Comparison of anterior section parameters using anterior segment optical coherence tomography and ultrasound biomicroscopy in myopic patients after ICL implantation

Jing Zhang 1, Hui-Hui Luo 1, Jing Zhuang 1, Ke-Ming Yu 1
PMCID: PMC4768495  PMID: 26949611

Abstract

AIM

To compare the agreement of anterior chamber depth (ACD) and central vault measurements obtained by anterior segment optical coherence tomography (AS-OCT) and ultrasound biomicroscopy (UBM) of post surgical high myopic eyes with posterior chamber phakic intraocular lens (Visian ICL; STAAR Surgical) implantation.

METHODS

Fifty-two phakic eyes of 28 high myopic patients who underwent implantable Collamer lens (ICL) surgery for the correction of high myopia were studied. The postoperative ACD, the distance between the corneal endothelium and the anterior surface of ICL (cornea-ICL) and the central vault were measured with the AS-OCT system and the UBM system. Intraclass correlation coefficient (ICC) and the Bland-Altman plot were used to evaluate the repeatability and agreement of two devices.

RESULTS

The mean ACD, cornea-ICL and central vault in the 52 phakic eyes after ICL surgery was 3.19±0.28 mm, 2.47±0.28 mm, 0.50±0.19 mm by AS-OCT and 3.13±0.25 mm, 2.49±0.25 mm, 0.44±0.19 mm by UBM, respectively. Pairwise comparison of ACD and central vault measurements showed significant differences between AS-OCT and UBM (P<0.05). However, no statistically significant difference was found between these imaging techniques in cornea-ICL (P>0.05). The Pearson correlation coefficient (r) between AS-OCT and UBM measurements for ACD, cornea-ICL and vault was 0.88, 0.80 and 0.89, respectively (P<0.001). The ICC was 0.89-0.94 for the measurements of AS-OCT and UBM. Bland-Altman analysis showed the 95% limits of agreement of ACD, cornea-ICL, central vault measurements between these two devices were -0.20 to 0.32 mm, -0.36 to 0.32 mm and -0.12 to 0.24 mm, respectively.

CONCLUSION

Central ACD and vault measurements using AS-OCT demonstrated a slight significantly higher value than using UBM in phakic eyes after ICL surgery. These two devices should not be used interchangeably for measurements of central ACD and vault in patients after phakic intraocular lens implantation.
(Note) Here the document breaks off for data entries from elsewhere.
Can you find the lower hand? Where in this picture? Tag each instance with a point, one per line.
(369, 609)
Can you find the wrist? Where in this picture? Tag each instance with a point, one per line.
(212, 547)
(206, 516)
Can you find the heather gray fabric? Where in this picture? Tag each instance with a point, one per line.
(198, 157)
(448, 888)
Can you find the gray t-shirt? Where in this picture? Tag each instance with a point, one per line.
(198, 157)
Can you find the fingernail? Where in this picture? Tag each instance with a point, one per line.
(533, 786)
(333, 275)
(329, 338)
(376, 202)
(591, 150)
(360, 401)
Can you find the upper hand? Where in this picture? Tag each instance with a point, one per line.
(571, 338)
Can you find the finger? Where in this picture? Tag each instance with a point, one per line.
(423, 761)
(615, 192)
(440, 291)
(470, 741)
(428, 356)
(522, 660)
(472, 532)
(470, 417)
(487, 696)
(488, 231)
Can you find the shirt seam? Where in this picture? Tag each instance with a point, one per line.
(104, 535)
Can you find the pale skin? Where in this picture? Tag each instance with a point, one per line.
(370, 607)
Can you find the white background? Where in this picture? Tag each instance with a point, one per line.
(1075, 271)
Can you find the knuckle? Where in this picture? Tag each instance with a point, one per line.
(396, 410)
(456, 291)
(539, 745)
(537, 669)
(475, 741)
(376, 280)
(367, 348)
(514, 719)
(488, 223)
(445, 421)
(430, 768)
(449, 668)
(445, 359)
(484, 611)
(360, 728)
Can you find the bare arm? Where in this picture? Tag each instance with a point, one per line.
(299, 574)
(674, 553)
Keywords: anterior chamber depth, vault, phakic intraocular lens, anterior segment imaging, optical coherence tomography, ultrasound biomicroscopy

INTRODUCTION

Implantable Collamer lens (ICL) surgery has become a predictable and widely accepted technique for the correction of high myopia. Although this technique has been reported to be a relatively safe, effective, alterable, and even reversible surgical approach, patients must consider a variety of possible complications, such as lens opacification, endothelial cell loss, high intraocular pressure (IOP), rotation of ICL, anterior chamber inflammation[1][6].
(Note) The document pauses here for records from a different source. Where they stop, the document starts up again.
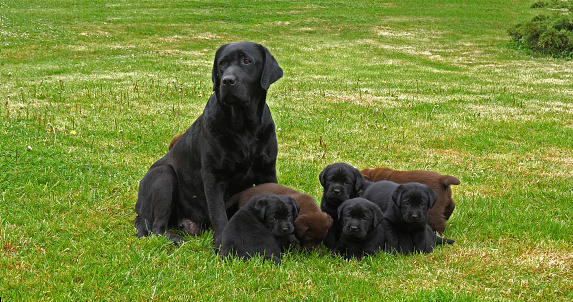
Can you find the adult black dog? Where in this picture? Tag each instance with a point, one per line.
(340, 182)
(405, 222)
(264, 226)
(229, 148)
(362, 232)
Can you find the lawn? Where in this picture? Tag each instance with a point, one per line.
(91, 93)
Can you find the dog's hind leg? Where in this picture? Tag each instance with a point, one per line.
(156, 201)
(441, 241)
(142, 226)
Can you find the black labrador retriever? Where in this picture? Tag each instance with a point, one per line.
(263, 227)
(362, 232)
(230, 147)
(405, 221)
(340, 182)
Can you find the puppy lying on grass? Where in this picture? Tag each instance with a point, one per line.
(311, 226)
(439, 214)
(405, 219)
(264, 227)
(362, 232)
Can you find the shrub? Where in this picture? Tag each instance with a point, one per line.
(546, 34)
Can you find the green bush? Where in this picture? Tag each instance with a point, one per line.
(545, 34)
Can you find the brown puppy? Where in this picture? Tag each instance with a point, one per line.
(442, 210)
(310, 227)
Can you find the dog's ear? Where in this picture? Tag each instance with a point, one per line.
(433, 197)
(397, 195)
(271, 69)
(260, 207)
(360, 184)
(295, 206)
(215, 72)
(377, 215)
(321, 177)
(340, 209)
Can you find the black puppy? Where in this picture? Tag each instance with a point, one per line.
(362, 232)
(230, 147)
(264, 226)
(405, 220)
(340, 182)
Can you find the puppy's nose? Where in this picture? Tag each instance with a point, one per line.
(228, 81)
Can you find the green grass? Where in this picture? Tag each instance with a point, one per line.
(91, 93)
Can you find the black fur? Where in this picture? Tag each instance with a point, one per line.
(362, 233)
(340, 182)
(230, 147)
(405, 220)
(264, 226)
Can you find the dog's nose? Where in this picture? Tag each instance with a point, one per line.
(228, 81)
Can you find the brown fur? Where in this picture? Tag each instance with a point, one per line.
(442, 210)
(312, 224)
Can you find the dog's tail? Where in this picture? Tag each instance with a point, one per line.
(448, 180)
(232, 206)
(442, 241)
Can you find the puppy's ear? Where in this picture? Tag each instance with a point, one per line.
(215, 72)
(340, 209)
(433, 197)
(397, 195)
(261, 207)
(360, 184)
(295, 207)
(321, 177)
(377, 215)
(271, 70)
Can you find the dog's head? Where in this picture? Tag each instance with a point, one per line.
(242, 70)
(359, 217)
(277, 212)
(311, 229)
(341, 182)
(414, 200)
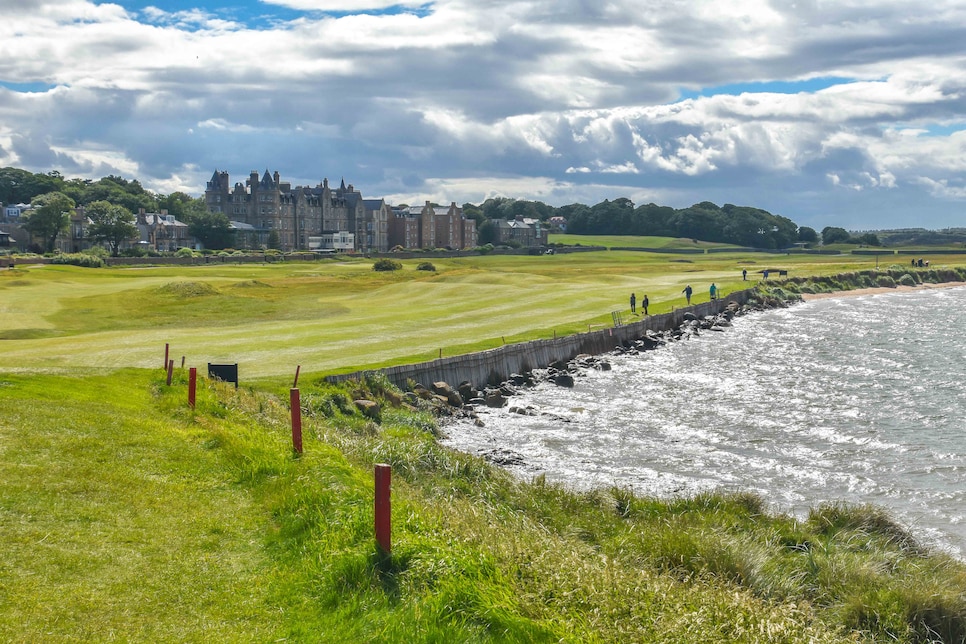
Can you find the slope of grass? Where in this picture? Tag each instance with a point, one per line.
(341, 315)
(127, 516)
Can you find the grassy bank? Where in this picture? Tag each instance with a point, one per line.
(128, 516)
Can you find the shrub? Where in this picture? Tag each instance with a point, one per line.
(97, 251)
(78, 259)
(386, 264)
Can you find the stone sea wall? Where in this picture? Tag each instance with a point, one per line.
(494, 366)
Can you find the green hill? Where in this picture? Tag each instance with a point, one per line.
(128, 516)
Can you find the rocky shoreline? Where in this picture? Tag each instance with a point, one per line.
(460, 403)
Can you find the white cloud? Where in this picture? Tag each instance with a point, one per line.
(552, 99)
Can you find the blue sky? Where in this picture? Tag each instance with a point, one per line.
(843, 114)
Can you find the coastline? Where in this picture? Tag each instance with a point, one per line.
(878, 290)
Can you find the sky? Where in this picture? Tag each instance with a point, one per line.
(849, 113)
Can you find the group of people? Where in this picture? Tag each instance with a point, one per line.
(688, 292)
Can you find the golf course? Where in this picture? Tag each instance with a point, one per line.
(128, 515)
(340, 315)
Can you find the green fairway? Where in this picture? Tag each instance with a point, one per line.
(330, 316)
(126, 515)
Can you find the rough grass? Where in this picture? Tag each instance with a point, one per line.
(330, 316)
(128, 516)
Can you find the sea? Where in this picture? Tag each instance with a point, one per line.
(858, 399)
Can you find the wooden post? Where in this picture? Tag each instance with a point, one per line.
(192, 386)
(383, 507)
(296, 404)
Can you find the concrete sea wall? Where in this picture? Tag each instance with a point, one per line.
(493, 366)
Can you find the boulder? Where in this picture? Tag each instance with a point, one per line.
(466, 390)
(395, 399)
(563, 380)
(442, 388)
(370, 409)
(495, 399)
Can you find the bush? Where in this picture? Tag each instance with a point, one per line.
(78, 259)
(97, 251)
(386, 264)
(907, 280)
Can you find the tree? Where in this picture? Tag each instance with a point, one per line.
(807, 235)
(274, 241)
(834, 235)
(49, 217)
(212, 229)
(112, 224)
(488, 233)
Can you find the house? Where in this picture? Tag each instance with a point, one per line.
(430, 226)
(267, 204)
(161, 231)
(525, 231)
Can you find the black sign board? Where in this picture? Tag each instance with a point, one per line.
(226, 372)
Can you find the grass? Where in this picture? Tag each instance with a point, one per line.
(128, 516)
(125, 515)
(331, 316)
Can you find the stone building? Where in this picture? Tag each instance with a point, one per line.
(432, 226)
(525, 231)
(263, 205)
(162, 232)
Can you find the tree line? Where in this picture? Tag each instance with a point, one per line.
(110, 204)
(705, 221)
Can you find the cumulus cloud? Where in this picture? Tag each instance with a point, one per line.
(561, 101)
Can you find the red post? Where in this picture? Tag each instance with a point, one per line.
(296, 402)
(192, 385)
(383, 507)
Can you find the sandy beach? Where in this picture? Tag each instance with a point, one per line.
(878, 291)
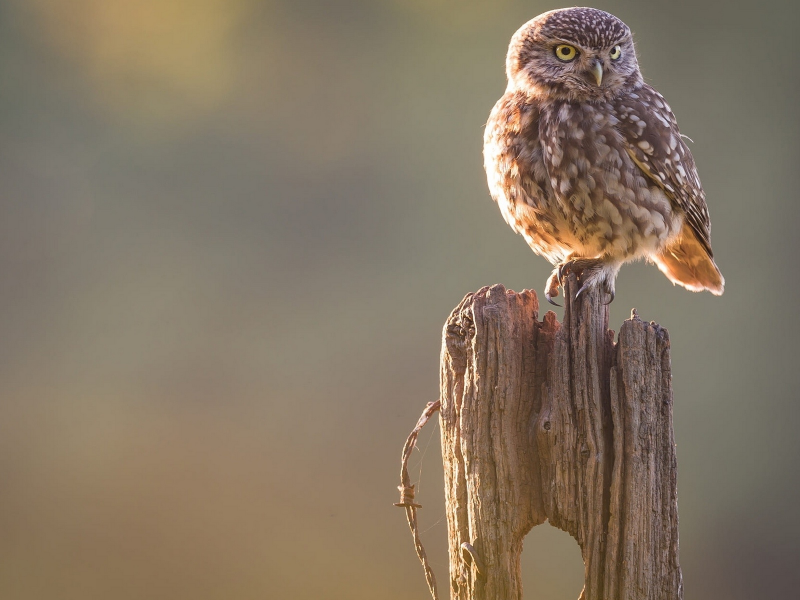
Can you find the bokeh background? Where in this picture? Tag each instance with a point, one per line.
(230, 233)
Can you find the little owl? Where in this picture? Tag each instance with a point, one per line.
(586, 161)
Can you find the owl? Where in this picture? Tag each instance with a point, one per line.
(586, 162)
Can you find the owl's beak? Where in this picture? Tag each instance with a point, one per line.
(597, 71)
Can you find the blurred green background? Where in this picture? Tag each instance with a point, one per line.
(230, 233)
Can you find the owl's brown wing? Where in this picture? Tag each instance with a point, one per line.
(655, 144)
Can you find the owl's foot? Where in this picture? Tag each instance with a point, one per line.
(590, 272)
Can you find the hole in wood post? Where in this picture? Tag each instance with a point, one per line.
(552, 567)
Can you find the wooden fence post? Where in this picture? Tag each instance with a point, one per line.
(548, 421)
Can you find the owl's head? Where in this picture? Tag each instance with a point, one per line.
(578, 54)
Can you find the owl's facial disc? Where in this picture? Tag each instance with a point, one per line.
(597, 70)
(577, 54)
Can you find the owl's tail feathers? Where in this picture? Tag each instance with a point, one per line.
(686, 262)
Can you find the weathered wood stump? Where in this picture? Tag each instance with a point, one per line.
(548, 421)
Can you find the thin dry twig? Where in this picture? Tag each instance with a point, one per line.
(407, 495)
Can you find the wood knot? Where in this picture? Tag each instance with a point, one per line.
(469, 554)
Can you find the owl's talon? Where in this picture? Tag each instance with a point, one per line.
(550, 299)
(551, 287)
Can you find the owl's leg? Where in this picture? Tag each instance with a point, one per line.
(591, 272)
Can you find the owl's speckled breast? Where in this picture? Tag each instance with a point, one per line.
(563, 178)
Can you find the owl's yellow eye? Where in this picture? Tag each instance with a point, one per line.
(565, 52)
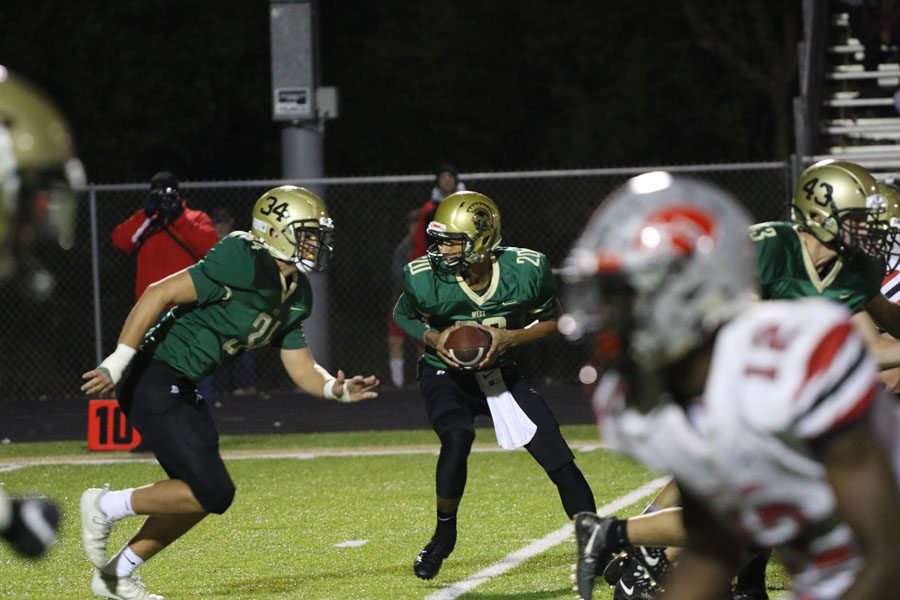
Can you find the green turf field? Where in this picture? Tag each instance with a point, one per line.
(308, 522)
The anterior segment parameters are the crucial indication of suitability of refractive surgery and post-surgical evaluation. Anterior chamber depth (ACD) is one of the most important parameters for evaluating patients' eligibility of ICL surgery and selection proper size of ICL[7]. ACD value less than 2.80 mm is the contraindication for ICL surgery. Central vault, which defined as the distance between the back surface of the ICL and the front surface of the lens, is of crucial value for estimation the safety of surgery postoperatively. Excessive vault is a risk factor of inducing glaucoma, and insufficiency vault is responsible for the formation of anterior subcapsular cataract[4]. Recently, several studies reported that central vault gradually decreases by time after ICL implantation[8][10]. Hence, an accurate and objective ACD and central vault assessment are both of great value to ICL surgery.

Ultrasound biomicroscopy (UBM) can produce in vivo high resolution cross-section images of anterior segment and objective quantitative measurements of anterior segment parameters[11]. However, it is a contact apparatus that requiring topical anesthesia and an immersion bath with a coupling medium. Anterior segment optical coherence tomography (AS-OCT), a non-contact tomographic and biomicroscopic device, has recently been introduced as an alternative imaging modality to UBM. It is based on low-coherence interferometry and commonly used for measurement of the anterior segment biometric parameters in glaucoma and refractive surgery.

Previous studies have reported the comparison of UBM and AS-OCT of ACD measurements with phakic eyes, pseudophakic eyes and eyes after iris-fixated phakic intraocular lens implantation and different documented results were obtained. Among those studies, there was none of them comparing these methods of ACD, and the central vault measurements in patients with high myopia after ICL implantation[12][14]. The purpose of this investigation was to evaluate the repeatability of anterior section parameters measurements using AS-OCT and UBM and determine the agreement between the measurement methods for phakic eyes after ICL surgery.

SUBJECTS AND METHODS

Subjects

All the study procedures were conducted in accordance with the tenets of the World Medical Association's Declaration of Helsinki. Ethical approval was obtained from the Ethics Committee of Zhongshan Ophthalmic Center and all participants were informed about the study procedure and gave their consent.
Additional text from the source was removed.